Balarrasa (1950)
<<A Balarrasa, a pesar de su extraordinario éxito, que superó con mucho el de Botón de ancla, se la tachó de ingenua. Estaba yo de acuerdo con los que ponían ese reparo. Las maldades, los delitos, los pecados que cometía la familia eran que un señor jugaba a las cartas, una chica fumaba —tabaco—, otra salía por la noche y el peor se dedicaba al tráfico de divisas>> (Fernando Fernán Gómez en El tiempo amarillo). Ingenua sí, maniquea también, acorde al gusto de la censura cinematográfica, y producida por CIFESA, Balarrasa (1950) no tuvo problemas de distribución para acceder a un público mayoritario, lo cual deparó su enorme éxito y que la historia de Javier Mendoza (Fernando Fernán Gómez) fuera una de las más vistas en las pantallas españolas de por aquel entonces. Además, como recordaba Fernán Gómez en sus memorias, <<se trataba de un guión convencional, muy adecuadamente escrito, muy bien estructurado, en el que alternaban hábilmente comedia y melodrama y que contaba con todos los elementos necesarios para interesar a un amplio sector del público de entonces>>.
Ejército, Iglesia y familia se suceden por este orden a lo largo de la película de José Antonio Nieves Conde para convertirse en uno de los máximos exponentes del cine religioso realizado en España entre finales de la década de 1940 y primeros años de los cincuenta. Su inicio se produce en el presente, en una noche de tormenta en las frías tierras de Alaska, con la figura solitaria de un misionero que, vencido por el medio nevado, recuerda su pasado. Se trata de Javier Mendoza, conocido entre sus amistades como Balarrasa, por su talante despreocupado y su fama de vividor. Lo suyo son el alcohol, las mujeres, los amigos y el juego, pero la muerte de su compañero, el teniente Hernández (Mario Berriatúa), cuando este le sustituye en una guardia en el frente, provoca la necesidad de Javier de esconderse e ingresar en el seminario salmantino donde, tras la conclusión de la Guerra Civil, se aísla durante años y asume su cambio antes de regresar a su hogar. Nada hay de reprochable en su decisión de convertirse en sacerdote, la ha elegido libremente y con tiempo suficiente para encontrar respuestas, pero su comportamiento durante su estancia en la casa paterna sí podría ser puesto en duda. Allí encuentra una familia que juzga en descomposición y necesitada de su ayuda para volver a la senda correcta, porque él, Balarrasa, decide qué es lo mejor para sus familiares. Su perspectiva es la que cuenta, de modo que, aunque esconda sus intenciones mostrando comprensión, no duda a la hora de intervenir en la vida de su padre (Jesús Tordesillas), ni en la de su hermano Fernando (Luis Prendes) ni en las de sus hermanas Lina (Dina Sten) y Mayte (María José Salgado). La en apariencia generosa intención de Javier es el reflejo de la moral y de los convencionalismos que representa y que intenta imponer a Fernando o manipulando las emociones de Mayte, para que esta acepte a Octavio (José María Rodero), ejemplo de sumisión a los valores establecidos, como novio formal que imposibilite la emancipación de la muchacha dentro de una sociedad que no vería con buenos ojos la liberación femenina.

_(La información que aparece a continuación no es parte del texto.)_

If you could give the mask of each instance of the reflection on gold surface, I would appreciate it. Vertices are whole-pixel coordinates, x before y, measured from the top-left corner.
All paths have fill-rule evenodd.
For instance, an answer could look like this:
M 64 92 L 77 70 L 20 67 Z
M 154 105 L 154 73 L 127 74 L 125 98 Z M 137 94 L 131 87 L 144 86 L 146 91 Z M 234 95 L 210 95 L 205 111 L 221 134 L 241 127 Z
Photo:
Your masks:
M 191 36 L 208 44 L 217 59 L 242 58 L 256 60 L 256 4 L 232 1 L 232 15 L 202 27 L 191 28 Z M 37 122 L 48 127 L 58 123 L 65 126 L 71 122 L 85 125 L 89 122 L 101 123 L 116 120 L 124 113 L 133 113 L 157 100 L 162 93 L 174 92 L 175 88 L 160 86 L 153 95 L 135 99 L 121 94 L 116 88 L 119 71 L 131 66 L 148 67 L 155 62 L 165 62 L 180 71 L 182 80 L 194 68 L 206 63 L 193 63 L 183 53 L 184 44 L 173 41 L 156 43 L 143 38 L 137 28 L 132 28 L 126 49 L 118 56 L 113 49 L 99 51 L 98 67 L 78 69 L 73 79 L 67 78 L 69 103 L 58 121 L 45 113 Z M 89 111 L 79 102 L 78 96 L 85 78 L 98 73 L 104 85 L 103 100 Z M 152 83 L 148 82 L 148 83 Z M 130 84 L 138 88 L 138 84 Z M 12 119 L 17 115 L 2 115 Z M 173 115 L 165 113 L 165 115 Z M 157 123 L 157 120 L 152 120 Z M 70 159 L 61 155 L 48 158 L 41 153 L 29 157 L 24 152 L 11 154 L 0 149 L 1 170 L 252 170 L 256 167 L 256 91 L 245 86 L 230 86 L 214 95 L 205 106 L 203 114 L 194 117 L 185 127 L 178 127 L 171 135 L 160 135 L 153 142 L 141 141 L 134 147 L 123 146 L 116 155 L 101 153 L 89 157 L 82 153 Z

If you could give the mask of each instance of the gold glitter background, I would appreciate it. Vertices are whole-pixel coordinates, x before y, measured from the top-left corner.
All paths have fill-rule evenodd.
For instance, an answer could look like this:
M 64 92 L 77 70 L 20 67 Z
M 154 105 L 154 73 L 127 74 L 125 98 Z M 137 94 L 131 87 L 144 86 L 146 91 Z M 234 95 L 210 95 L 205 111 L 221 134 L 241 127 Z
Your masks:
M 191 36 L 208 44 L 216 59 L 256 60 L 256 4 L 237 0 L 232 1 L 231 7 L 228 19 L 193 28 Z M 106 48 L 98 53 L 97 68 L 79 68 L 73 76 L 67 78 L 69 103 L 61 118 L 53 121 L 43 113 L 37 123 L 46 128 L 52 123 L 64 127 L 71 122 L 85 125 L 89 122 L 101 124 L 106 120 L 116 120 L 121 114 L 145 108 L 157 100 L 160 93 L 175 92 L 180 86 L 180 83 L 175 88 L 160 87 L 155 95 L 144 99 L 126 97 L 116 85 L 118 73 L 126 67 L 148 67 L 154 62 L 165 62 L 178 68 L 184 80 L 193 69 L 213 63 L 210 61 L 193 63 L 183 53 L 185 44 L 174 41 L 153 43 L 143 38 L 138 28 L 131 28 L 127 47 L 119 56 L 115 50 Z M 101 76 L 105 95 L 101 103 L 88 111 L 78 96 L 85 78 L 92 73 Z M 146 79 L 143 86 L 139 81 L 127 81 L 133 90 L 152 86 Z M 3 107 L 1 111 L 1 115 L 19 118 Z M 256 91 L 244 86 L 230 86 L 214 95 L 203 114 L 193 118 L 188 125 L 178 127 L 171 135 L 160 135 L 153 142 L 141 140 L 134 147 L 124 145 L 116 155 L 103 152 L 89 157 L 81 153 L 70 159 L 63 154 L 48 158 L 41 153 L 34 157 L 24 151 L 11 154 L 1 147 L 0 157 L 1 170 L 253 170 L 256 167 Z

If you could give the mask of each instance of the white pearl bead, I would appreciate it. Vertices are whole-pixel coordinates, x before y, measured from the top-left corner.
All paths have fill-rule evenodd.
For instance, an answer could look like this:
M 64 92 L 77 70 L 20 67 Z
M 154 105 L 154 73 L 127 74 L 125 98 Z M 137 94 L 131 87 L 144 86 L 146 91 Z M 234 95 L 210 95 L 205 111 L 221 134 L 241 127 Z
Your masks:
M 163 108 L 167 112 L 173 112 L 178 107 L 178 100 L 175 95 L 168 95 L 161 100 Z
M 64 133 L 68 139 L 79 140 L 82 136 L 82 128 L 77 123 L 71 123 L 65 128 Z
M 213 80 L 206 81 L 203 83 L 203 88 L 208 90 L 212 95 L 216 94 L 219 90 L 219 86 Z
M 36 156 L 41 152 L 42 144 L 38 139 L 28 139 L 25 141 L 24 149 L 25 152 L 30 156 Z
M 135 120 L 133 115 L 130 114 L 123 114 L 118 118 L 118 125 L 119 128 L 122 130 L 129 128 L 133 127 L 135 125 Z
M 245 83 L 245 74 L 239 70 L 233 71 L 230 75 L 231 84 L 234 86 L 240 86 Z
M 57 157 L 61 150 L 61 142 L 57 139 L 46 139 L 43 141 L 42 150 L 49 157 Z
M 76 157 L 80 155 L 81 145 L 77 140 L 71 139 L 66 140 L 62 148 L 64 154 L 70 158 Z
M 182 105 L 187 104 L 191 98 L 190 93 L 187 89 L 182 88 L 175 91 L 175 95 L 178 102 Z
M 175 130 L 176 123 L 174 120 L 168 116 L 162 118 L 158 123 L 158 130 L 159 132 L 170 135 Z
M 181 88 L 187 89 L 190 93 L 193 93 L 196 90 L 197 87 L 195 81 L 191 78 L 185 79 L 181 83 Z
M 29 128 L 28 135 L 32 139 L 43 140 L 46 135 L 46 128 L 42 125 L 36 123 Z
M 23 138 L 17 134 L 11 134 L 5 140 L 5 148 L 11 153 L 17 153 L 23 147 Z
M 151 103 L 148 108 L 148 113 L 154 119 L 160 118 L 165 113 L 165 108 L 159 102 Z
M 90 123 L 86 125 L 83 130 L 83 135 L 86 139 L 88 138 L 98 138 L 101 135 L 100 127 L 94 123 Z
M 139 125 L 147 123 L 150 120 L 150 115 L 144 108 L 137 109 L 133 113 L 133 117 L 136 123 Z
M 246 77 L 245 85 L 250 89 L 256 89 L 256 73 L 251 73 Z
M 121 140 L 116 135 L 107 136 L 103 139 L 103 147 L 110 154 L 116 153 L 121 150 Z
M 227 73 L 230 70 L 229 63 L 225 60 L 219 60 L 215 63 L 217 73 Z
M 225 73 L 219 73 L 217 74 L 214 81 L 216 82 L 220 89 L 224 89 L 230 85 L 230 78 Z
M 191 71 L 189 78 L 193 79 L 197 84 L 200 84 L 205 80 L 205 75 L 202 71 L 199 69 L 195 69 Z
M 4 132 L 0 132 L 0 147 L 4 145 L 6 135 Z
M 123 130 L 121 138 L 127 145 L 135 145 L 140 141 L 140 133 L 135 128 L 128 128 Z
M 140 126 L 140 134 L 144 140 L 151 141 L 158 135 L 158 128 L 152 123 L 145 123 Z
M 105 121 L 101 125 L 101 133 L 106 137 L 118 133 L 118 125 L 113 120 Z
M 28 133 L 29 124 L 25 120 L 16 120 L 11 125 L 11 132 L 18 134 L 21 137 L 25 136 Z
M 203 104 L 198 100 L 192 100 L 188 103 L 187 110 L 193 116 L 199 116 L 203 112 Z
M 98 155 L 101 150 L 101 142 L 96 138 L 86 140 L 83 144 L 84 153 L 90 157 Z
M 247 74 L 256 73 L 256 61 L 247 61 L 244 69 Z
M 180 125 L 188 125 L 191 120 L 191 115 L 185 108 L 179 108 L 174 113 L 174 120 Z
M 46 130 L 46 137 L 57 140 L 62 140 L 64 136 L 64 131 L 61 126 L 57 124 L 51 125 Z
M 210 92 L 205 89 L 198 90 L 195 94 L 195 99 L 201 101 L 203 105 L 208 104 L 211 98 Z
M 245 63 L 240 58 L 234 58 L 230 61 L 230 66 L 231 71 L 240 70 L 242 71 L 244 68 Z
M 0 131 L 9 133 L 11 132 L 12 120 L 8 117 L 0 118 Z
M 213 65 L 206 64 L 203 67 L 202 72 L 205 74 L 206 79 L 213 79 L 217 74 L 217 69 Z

La actitud de Balarrasa se juzga diferente en la actualidad que en el momento de su estreno, lo cual no deja de ser interesante para reflexionar sobre las distintas perspectivas con las que se pueden observar un mismo hecho o un mismo comportamiento. Como representante de los valores morales de la época, el personaje interpretado por Fernán Gómez resulta ejemplar, pero, si se observa con la amplitud de miras que nos permite el paso del tiempo, descubrimos en él a un elemento controlador, incapaz de permitir que sus familiares elijan por sí mismos, aunque sus elecciones puedan ser o no correctas. Partiendo de esta imposición, el seminarista puede considerarse un agente represor que, apoyándose en su verdad absoluta, intenta crear un entorno a imagen de su pensamiento, a pesar de que no piense disfrutarlo y a pesar de que tampoco sea perfecto: logra alejar a su hermano del tráfico de divisas, pero condena a su hermana menor a un matrimonio que posiblemente no la satisfaga. De hecho, su necesidad de transmitir e imponer su visión del bien y del mal va más allá de las paredes de la casa familiar, conduciéndole hasta ese inicio en la fría y lejana Alaska donde agoniza mientras recuerda los días que Nieves Conde expuso con pulcritud, pero sin asumir los riesgos que sí asumiría un año después en Surcos (1951), un filme que, al igual que El inquilino (1957), despertó antipatías porque muestra una realidad más cruda y menos manipuladora de aquella España donde proliferaban inquisidores y cruzados que, como Balarrasa, no ayudaban a superar la precariedad moral y social que Surcos o El inquilino ponen en evidencia.